La marquise d’Hersac déclinait rapidement ; depuis deux jours, elle refusait toute nourriture. Laurence tendait toute sa vitalité dans cette lutte contre la mort. Voyant la malade s’affaiblir sans s’alimenter, elle était arrivée, patiemment, à lui faire absorber un litre de lait en l’espace de douze heures mortelles, cuillerée par cuillerée, avec des intervalles de plusieurs minutes ; car, dès qu’elle avait bu, Mme d’Hersac toussait d’une affreuse toux, s’étranglant, le visage violacé. Si doucement que sa fille glissât la cuiller entre les dents serrées, le liquide coulait sur le menton de la malade ; Laurence, terrifiée, s’apercevait que la déglutition ne s’opérait qu’avec difficulté : signe de la fin.
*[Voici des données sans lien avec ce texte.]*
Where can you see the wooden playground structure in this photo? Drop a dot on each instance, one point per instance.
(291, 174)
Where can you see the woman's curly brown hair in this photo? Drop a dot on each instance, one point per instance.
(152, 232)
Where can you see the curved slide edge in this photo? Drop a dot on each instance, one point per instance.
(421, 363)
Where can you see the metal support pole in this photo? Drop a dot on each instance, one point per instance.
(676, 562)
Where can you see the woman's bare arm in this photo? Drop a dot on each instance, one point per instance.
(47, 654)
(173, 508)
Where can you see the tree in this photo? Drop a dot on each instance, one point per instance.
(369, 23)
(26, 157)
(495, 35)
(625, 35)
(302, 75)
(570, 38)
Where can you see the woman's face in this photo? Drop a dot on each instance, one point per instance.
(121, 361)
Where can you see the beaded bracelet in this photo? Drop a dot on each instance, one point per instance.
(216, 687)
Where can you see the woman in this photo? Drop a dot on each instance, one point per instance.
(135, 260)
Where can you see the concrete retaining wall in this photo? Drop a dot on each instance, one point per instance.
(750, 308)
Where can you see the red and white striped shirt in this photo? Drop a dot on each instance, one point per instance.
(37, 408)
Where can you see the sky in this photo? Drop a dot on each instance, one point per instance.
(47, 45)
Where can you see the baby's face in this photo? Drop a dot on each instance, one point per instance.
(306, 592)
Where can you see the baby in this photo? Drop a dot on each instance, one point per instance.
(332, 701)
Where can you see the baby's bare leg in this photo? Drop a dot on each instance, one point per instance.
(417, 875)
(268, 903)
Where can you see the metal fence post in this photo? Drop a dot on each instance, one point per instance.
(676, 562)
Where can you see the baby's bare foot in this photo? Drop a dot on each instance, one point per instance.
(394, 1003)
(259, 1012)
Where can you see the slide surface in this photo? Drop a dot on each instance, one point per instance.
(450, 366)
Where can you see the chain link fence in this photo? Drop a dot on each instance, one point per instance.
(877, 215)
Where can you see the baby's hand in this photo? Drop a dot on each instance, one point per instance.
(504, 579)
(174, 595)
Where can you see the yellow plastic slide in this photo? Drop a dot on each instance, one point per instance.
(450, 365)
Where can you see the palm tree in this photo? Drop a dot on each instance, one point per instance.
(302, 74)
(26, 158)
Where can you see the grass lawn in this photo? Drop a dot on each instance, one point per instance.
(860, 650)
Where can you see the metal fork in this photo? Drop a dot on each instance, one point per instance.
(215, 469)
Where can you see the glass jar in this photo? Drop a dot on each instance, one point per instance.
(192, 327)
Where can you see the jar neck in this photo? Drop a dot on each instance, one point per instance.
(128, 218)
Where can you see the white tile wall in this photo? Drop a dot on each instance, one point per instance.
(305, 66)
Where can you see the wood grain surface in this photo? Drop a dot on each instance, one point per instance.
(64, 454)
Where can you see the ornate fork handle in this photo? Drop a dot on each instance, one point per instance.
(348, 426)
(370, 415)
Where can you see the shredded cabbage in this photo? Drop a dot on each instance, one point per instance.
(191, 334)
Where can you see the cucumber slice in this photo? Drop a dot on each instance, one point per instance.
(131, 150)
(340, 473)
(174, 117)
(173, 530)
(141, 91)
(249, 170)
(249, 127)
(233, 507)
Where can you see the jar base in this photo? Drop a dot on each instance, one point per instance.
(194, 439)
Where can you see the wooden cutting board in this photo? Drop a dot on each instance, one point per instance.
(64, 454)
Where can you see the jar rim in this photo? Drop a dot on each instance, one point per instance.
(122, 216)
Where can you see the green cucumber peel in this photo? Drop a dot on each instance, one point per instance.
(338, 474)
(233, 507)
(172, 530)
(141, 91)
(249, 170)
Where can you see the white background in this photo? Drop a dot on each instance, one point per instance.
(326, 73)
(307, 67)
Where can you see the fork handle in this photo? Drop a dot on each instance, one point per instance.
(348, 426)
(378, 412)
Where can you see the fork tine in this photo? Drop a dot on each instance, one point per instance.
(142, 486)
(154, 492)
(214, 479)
La jeune fille était glacée d’effroi. La certitude d’un prochain malheur l’imprégnait d’un épouvantable désespoir, celui qu’aucun n’égale : voir sa propre chair mourir dans un autre. Seuls, une mère qui perd son enfant, un enfant qui perd sa mère, ont touché le fond de la douleur humaine. Ô poètes ! qui déplorez le trépas d’une maîtresse… Qu’est-ce que la douleur des amants, quand on a vu mourir la chair de sa chair ?

Laurence était prise aux entrailles ; elle souffrait du mal de sa mère ; elle sentait que le cordon symbolique avait renoué son attache et qu’elle ne formait plus qu’un avec cette substance adorée et périssable qui se désagrégeait d’heure en heure.

— Mademoiselle… le docteur, annonçait la bonne.